Baseline and weekly fasting (10-h) venous blood samples were collected from subjects in serum separator gel and clot-activator tubes (Vacutainer; Becton Dickinson) and EDTA tubes (Vacutainer), then processed and stored at –80°C, as previously detailed (2). Urine collections (24-h) were obtained at baseline (wk 0), wk 6, and wk 12 of the study in 2-L brown plastic bottles containing 3 g of sodium ascorbate, then processed and stored at –20°C, as described previously (2).

Analytical methods

    Folate and choline content of diet. The folate and choline content of the diet was determined before starting the study and twice during the study. Each meal (i.e., breakfast, lunch and snack, or dinner), including beverage, was prepared as for the subject's consumption, blended with 150 mL of cold 0.1 mol potassium phosphate buffer/L (pH 6.3) that contained 57 mmol ascorbic acid/L. This mixture was dispensed into 50-mL conical tubes and stored at –20°C. Food folate was determined by the method of Tamura et al. (28) and double extraction (29). Duplicates of the blended diet aliquots (1–2 g) were thawed, homogenized in a hot extraction buffer (15 mL of 0.05 mol/L HEPES, 0.05 mol/L CHES, 0.1 mol/L sodium ascorbate, 0.2 mol/L 2-mercaptoethanol, pH 7.85) and subjected to a trienzyme treatment and double extraction. Total food folate was measured microbiologically (30) using Lactobacillus Rhamnosis (ATCC). The total folate content of the 3 replicates was 319 ± 8 µg/d. Total choline and betaine contents were determined by the method developed by Koc et al. (31) and Choudhary et al. (32), with modifications based on our instrumentation (4). Total choline and betaine contents of the 3 replicates were 300 ± 5.5 and 173 ± 6 mg/d, respectively.

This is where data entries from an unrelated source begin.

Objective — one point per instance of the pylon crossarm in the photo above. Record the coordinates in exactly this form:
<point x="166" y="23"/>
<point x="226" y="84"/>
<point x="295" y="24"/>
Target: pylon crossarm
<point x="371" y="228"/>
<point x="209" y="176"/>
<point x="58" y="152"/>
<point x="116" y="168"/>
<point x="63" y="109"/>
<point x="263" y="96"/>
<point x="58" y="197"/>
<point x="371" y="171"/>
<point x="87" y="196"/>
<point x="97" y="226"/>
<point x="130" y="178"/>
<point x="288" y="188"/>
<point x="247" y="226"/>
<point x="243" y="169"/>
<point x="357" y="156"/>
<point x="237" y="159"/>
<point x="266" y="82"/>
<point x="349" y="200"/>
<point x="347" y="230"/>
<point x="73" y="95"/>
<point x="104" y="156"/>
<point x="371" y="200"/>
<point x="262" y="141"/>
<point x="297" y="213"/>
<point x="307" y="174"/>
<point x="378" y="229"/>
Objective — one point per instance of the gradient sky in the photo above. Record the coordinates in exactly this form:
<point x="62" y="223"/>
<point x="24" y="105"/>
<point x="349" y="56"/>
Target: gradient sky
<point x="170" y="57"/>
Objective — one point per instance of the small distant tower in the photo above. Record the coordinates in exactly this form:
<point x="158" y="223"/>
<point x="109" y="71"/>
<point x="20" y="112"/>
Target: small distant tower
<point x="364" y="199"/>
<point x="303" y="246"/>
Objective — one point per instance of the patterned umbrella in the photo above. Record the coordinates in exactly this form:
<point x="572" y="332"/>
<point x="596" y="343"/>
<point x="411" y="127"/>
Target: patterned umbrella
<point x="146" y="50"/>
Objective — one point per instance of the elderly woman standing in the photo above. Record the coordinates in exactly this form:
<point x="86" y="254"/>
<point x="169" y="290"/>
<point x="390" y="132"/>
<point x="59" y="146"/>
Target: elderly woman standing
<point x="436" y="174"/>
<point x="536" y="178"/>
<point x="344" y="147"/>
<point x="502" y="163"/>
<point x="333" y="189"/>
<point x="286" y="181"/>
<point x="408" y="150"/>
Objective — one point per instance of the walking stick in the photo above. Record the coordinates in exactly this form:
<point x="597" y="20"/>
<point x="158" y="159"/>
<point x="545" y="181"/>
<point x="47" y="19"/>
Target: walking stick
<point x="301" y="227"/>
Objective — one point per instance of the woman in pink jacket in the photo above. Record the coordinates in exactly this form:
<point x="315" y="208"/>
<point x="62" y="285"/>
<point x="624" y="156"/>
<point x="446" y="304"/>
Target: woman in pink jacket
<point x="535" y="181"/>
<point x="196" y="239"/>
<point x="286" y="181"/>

    MTHFR C677T genotype. DNA for genotyping was extracted from leukocytes by using a commercially available kit (DNeasy Tissue kit, Qiagen Science). Determination of the C677T MTHFR genotype involved PCR and Hinf1 restriction enzyme digestion (1). PCR products were separated by gel electrophoresis on a 2% agarose gel and viewed under UV light.

    Plasma tHcy. Total homocysteine concentrations were measured in duplicate by the use of a modified HPLC method with fluorometric detection (33,34). The samples were run in batches because of the large sample number. Each batch contained all 4 choline treatments and both the MTHFR CC and TT genotypes, as well as a positive control. Based on the positive control, the intra- and interassay CV were <8%.

    Blood and urinary folate. Folate concentrations of serum, erythrocytes, and urine were determined microbiologically by the use of the microtiter plate adaptation with Lactobacillus rhamnosis (30). The intra- and interassay CV were <12% based on the positive control.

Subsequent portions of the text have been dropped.